英国教育省(Department for Education)は、16~19歳を対象とした非apprenticeship(職業訓練以外)の教育・訓練事業に参入しようとする機関向けに、詳細なガイダンスを公開しています。
【新規参入の主な経路】
最初に、新しい学校を開設する場合、アカデミー(学費無料の公立学校)として開設することが法的推定とされています。申請者はフリースクール(無料の独立系学校)やUniversity Technical Colleges(大学と産業界が連携した技術系中等教育機関)など複数のアカデミータイプの中から選択できます。
次に、新たに高等教育機関(FE機関)や六年制課程専門の学校を設立する場合、任意の個人・団体が国務長官に対して新規設立を要請できる法的枠組みが存在します。

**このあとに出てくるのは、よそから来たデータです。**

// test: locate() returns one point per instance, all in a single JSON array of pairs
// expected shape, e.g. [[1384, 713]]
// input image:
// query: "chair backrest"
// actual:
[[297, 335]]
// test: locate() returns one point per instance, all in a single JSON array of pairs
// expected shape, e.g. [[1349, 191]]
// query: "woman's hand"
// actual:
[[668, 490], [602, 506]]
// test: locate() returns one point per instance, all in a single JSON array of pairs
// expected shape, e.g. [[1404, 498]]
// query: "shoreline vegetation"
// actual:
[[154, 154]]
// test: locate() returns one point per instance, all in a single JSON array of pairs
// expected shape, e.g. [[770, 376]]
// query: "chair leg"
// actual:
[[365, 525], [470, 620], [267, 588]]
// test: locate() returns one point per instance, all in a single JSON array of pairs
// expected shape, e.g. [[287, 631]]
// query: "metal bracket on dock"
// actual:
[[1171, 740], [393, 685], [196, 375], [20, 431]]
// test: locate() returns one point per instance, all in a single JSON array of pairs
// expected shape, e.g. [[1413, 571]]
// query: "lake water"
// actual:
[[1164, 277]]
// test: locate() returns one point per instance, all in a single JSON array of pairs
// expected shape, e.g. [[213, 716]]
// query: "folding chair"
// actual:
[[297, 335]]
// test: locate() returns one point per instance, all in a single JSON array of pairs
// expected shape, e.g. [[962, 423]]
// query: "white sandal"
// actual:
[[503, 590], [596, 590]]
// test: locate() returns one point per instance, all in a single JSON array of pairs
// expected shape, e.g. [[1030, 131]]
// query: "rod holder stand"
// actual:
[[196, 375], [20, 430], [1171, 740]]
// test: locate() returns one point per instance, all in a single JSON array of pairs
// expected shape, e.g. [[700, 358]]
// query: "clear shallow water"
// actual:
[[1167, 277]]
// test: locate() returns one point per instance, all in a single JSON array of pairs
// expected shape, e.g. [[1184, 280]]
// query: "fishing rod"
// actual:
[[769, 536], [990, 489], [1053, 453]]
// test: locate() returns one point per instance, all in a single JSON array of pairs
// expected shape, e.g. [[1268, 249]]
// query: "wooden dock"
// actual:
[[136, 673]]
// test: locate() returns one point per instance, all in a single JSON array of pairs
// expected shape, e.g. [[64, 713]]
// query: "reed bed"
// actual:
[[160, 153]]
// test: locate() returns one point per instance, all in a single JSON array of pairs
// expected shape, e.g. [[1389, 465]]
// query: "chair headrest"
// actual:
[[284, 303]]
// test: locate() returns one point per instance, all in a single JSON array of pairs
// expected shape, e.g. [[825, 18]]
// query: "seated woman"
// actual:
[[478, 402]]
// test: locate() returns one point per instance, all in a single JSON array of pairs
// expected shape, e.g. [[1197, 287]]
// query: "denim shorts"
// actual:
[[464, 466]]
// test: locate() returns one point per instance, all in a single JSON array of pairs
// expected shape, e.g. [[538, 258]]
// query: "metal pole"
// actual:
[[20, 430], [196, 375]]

既存の学校やアカデミーが六年制課程(高等教育課程)を追加する場合、それぞれ異なる手続きが必要です。公立学校(maintained schools)は法定の「prescribed alterations」手続きを経て年齢層を拡大できます。アカデミーの場合は教育省に「significant change application」を提出する必要があり、その際は地域における後期中等教育の不足が明確に立証されていることが求められます。
【地域の不足への対応】
地域当局は、管轄地域の全ての義務教育終了後の若年層(19歳未満、または教育・健康・ケアプラン対象で25歳以下)に対し、十分で適切な教育・訓練の提供を確保する法的責務を負っています。地域当局は既存の教育機関の基盤を通じて不足を埋める努力を最初に行う必要があります。地元の解決策がすべて尽きた後、地域に16~19歳向け教育の不足があると判断される場合、教育省のテンプレートを使用して情報を提出できます。ただし、提出は情報収集と戦略計画の参考とされるにすぎず、新規参入や追加資金配分の承認を直ちに生み出すわけではありません。提出により資金配分への期待や権利は生じません。教育省は提出された要請に対し、標準的な基準を適用して追加の就学枠確保の必要性を判断します。
【資金と入札】
既存機関との交渉で不足を埋められない場合、教育省は公開競争入札で補充枠を募集することがあります。ただし入札は限定的で、財政的実現可能性に左右されます。市場撤退や事業者の自発的撤退により失われた教育提供の代替も同様の手続きで検討されます。緊急の対応が必要な場合、教育省は単一の入札授与を行う可能性があります。
【その他の重要な要件】
既存の受託機関が下請け契約を結ぶ場合、教育省の下請け管理規則に従う必要があります。機関の合併・買収やその他重要な構造変化は、実施の最低12週間前に教育省に通知されるべきです。独立学習提供者が義務教育段階の子どもに教育を提供する場合、独立学校として登録する法的義務が生じる場合があります。